Maybe the Castle was haunted. Maybe Merricat wasn’t real. But it seems that whether or not there were psychic phenomena in the Castle, the events of the Castle were uniquely human. Hatred is human. Shirley knew this well. 

Belonging, Distorted

The Castle

Unlike Hill House, the Castle seems sane. Seems so at least. It seems sane because the Castle is where they belong and it does not scare them. It is outside that scares them.

 

But maybe it is haunted because there was a murder in the house. 

 

But it seems that if anything, the outside is more haunted. It seems this way because Merricat casts spells in order to stay safe; to keep things out and to keep her and Constance in.

 

Inside or outside, where do we belong?

 

It is certainly true that Merricat is more fearful of outside than inside. But do we trust Merricat? First we need to talk about what she did. 

 

Merricat killed her family. And Constance was charged. And Merricat knew that Constance didn’t like sugar so Merricat put the arsenic in the sugar, when she was a child. So perhaps Merricat is not sane; why is Constance not mad at her? Constance knew. 

 

So if Merricat was a homicidal child and if she is now a homicidal adult who believes in spells and burying money and all things peculiar, can we trust her? This is the risk we take in reading from her perspective.

 

So maybe unlike Hill House, the Castle is sane. Or maybe the Castle made all of the Blackwoods not sane, and the Castle really is not sane. Maybe it doesn’t matter.

 

What we learn from the Castle is perhaps allegorical. 

 

What we learned from Hill House may be allegorical, as well.

 

Psychic phenomena, whether they exist or not, does not really matter.

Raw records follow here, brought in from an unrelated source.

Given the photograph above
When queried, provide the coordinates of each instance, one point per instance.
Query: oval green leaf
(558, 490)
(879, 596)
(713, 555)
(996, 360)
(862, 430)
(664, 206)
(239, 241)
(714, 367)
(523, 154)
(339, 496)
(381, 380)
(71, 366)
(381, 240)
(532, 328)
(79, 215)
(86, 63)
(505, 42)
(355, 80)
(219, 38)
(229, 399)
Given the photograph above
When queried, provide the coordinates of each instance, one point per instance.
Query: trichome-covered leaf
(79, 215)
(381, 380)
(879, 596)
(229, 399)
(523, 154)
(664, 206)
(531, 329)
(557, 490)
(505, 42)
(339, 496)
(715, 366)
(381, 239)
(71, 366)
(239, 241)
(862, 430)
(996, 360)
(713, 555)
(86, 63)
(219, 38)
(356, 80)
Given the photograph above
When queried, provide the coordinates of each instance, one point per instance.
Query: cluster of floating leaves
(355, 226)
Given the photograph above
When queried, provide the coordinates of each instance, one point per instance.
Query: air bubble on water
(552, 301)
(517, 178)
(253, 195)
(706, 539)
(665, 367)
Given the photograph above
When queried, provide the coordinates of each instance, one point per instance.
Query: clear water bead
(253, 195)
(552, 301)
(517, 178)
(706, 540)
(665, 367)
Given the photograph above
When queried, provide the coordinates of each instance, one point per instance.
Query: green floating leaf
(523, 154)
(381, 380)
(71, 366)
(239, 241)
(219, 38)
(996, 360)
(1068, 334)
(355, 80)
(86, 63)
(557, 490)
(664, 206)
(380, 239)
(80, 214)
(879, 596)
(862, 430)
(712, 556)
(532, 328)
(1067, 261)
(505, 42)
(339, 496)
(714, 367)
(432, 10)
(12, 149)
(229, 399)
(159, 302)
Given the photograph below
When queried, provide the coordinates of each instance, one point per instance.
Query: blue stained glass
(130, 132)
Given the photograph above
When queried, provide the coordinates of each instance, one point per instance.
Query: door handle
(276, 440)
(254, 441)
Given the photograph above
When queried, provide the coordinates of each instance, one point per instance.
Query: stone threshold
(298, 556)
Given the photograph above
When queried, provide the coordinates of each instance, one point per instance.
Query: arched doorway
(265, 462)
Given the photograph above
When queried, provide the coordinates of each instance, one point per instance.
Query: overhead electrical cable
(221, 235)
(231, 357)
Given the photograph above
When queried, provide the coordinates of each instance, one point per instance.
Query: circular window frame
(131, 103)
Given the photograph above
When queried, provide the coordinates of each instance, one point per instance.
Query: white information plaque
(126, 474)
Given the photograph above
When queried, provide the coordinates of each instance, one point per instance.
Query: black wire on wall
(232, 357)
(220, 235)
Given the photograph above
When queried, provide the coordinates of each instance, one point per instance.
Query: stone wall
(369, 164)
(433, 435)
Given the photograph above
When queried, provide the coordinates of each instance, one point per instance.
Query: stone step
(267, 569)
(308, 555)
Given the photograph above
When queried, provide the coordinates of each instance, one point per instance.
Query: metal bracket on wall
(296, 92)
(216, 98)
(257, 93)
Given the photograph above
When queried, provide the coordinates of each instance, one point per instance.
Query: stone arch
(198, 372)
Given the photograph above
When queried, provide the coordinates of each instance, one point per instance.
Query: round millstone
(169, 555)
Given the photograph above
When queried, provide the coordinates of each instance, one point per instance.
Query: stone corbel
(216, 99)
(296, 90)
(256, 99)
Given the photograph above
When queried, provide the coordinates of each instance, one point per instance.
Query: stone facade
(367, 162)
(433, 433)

What matters is what we see, how we view things. Ghosts or not, the fear persists. We do not know whether they exist because we cannot trust ourselves.

 

Does it make it less real if we imagine the haunting? 

 

Shirley teaches you that perception is reality; haunting is not far from reality; haunting is allegorical, but sincerely real.

 

It doesn’t matter if you are haunted. It matters what is in your head. 

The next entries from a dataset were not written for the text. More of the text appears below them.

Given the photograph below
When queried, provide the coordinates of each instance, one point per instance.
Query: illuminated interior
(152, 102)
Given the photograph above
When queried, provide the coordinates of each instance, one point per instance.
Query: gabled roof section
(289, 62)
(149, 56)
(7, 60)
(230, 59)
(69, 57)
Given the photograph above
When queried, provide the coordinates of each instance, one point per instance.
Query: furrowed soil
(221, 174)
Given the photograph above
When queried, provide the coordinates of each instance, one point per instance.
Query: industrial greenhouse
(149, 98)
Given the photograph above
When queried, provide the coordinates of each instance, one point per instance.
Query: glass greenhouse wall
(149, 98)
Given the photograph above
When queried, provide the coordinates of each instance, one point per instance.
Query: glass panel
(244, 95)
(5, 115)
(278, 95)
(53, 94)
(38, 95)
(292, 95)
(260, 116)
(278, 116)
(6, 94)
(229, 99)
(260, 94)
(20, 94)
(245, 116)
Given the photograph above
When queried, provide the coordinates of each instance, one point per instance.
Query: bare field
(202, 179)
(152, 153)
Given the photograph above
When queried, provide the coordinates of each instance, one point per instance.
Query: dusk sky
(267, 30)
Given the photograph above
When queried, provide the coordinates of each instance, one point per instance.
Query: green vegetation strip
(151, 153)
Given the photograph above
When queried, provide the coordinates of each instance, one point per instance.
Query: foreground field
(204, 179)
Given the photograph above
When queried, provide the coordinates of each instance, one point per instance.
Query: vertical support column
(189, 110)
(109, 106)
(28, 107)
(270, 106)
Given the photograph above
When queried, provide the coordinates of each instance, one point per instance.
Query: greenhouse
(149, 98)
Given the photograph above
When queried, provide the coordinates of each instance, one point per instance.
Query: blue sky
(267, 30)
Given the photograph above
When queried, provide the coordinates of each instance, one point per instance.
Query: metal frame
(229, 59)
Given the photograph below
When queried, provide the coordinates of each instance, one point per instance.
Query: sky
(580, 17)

We Have Always Lived in the Castle, 2018

The Castle
We Have always lived 2018

The film stayed somewhat true to the plot. It tried to use the dialogue from the book. It tried to recreate the Castle. 

 

In the film, Constance was quite dressed up. Merricat looked frumpy. Constance was the perfect 1950s housewife; she presents absolutely perfectly domestic. Merricat appears strange. Constance wears bright colors while Merricat wears muted tones. Merricat does not look like she belongs. Constance looks like she is in a fake world.

 

The film does not hold back on the heckling. The townspeople hate the Blackwood sisters.

 

But the film presents Merricat in a new way; more occult. She is much more haunted. It is like Hill House; in the film you fear the house, in the book you fear yourself. In the film you fear Merricat and her occult. You fear her father because the film makes it clear that he abused her. You fear all the things that you are supposed to fear. But in the book you fear the world; you fear others, humanity, if it can even be called that.

 

Strangely enough, the film also paints the camaraderie between Constance and Charles quite differently; they flirt incessantly. They make him much more of a villain; abusing Merricat. And Constance sides with Charles and does not support Merricat. These are not the sisters from the novel. Constance is lovestruck with her cousin. Eerie for sure, but veering from the point of the novel.

 

Merricat murders Charles in the novel. She becomes the legend that the children fear, she takes it upon herself to become such a villain. Constance could never kill Charles in the film. Charles lives in the novel because the sisters do not leave the Castle. They’re an unprovable legend; in the film you can prove their villanhood. 

 

The film is wonderful, eerie. It does not try too hard to be horror. It tries to be Shirley. But I must criticize, yet again, the mere fact that we are told to fear the wrong things. The legends. We should not fear the werewolf; we should fear humanity - those who hurt us and do us wrong. Merricat’s killing of Charles established an act of repentance on behalf of the townspeople, who do not deserve this credit.